Control order of container termination in a single pod in Kubernetes

Question

I have two containers inside one pod. One is my application container and the second is a CloudSQL proxy container. Basically my application container is dependent on this CloudSQL container.

The problem is that when a pod is terminated, the CloudSQL proxy container is terminated first and only after some seconds my application container is terminated.

So, before my container is terminated, it keeps sending requests to the CloudSQL container, resulting in errors:

could not connect to server: Connection refused Is the server running on host "127.0.0.1" and accepting TCP/IP connections on port 5432

That's why, I thought it would be a good idea to specify the order of termination, so that my application container is terminated first and only then the cloudsql one.
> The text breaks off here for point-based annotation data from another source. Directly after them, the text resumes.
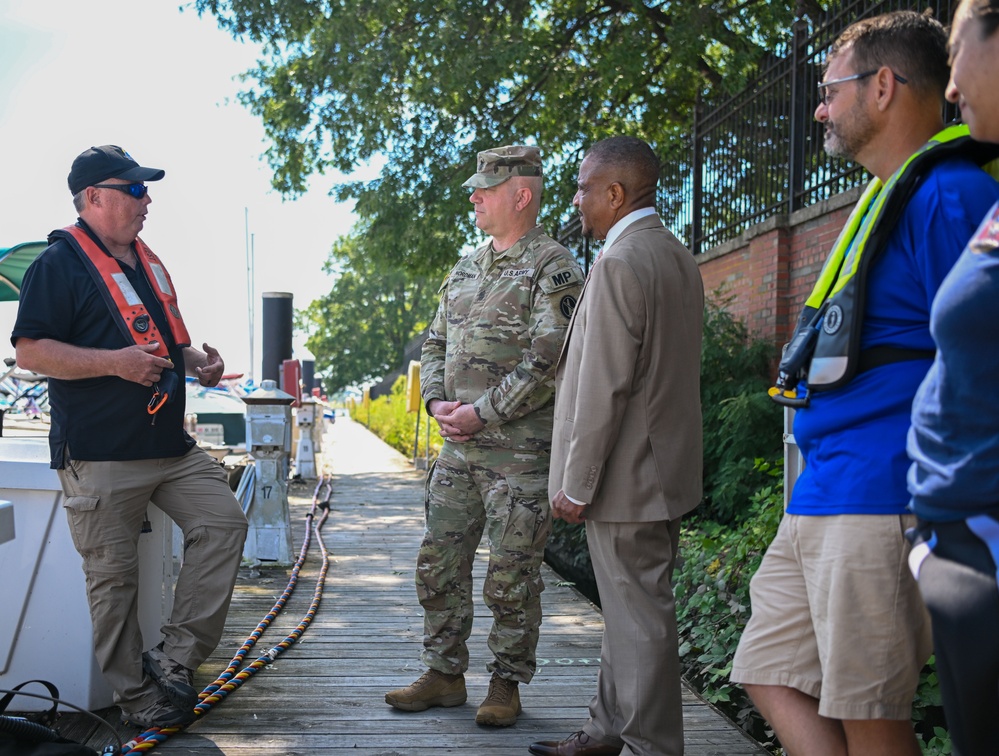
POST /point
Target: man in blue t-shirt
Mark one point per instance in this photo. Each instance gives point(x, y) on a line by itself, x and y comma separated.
point(99, 316)
point(838, 634)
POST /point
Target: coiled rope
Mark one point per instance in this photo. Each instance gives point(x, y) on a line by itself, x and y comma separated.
point(233, 677)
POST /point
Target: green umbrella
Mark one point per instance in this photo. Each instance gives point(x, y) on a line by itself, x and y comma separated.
point(13, 262)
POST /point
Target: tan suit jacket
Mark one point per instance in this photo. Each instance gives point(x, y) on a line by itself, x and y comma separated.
point(627, 428)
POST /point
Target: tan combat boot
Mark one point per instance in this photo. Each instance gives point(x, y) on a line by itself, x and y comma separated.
point(502, 704)
point(432, 689)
I was unable to find anything that could do this in the documentation. But maybe there is some way.

Answer 1

Updated answer for Kubernetes 1.29 and onwards

As of Kubernetes 1.29, there is beta support for a sidecar containers feature. A sidecar container is started before the main containers that provide the application service, and remains running throughout the pod lifecycle until such time that the main application container has shut down.

Sidecar containers are intended to provide anciliary logic via separate containers (rather than modifying the main app container code) to support the application. Typical usecases would be network proxy/egress control, database proxy, logging, secrets management, etc. Their nature means they should be available before the application starts and the application depends on them while it is running.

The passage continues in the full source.